Published: December 20, 2016, 10:25 am
The judges on the French court said that Lagarde should have done more to overturn a 285 million-euro payout to a businessman in an arbitration case during her time as French finance minister.
It was Lagarde who made the decision almost a decade ago, and ordered the case to be heard by an arbitration panel instead of proceeding through the regular courts.
By doing so, Lagarde ensured that tycoon Bernard Tapie received preferential treatment by referring the matter to arbitration as a quid pro quo for his financial support for Nicolas Sarkozy during his 2007 presidential bid.
The 60-year-old IMF chief won’t face a fine or prison term, however, Judge Martine Ract Madoux said Monday in Paris.
The verdict might derail the career of the woman who had committed, according to the court “an array of faults which by their number and gravity went beyond simple negligence”.

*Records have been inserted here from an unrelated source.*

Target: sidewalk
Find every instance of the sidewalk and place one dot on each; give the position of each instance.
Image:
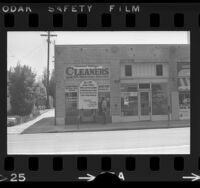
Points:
(46, 125)
(17, 129)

The IMF has stood by Lagarde in the case, but speculation persists that the organisation may force her to resign to limit any damage to its reputation.
Her disgraced predecessor, fellow-Frenchman Dominique Strauss-Kahn, stood down as IMF managing director because of sexual assault charges.
Another former IMF head, Rodrigo Rato of Spain, is currently standing trial on charges of misusing funds when he was head of Spanish lender Bankia.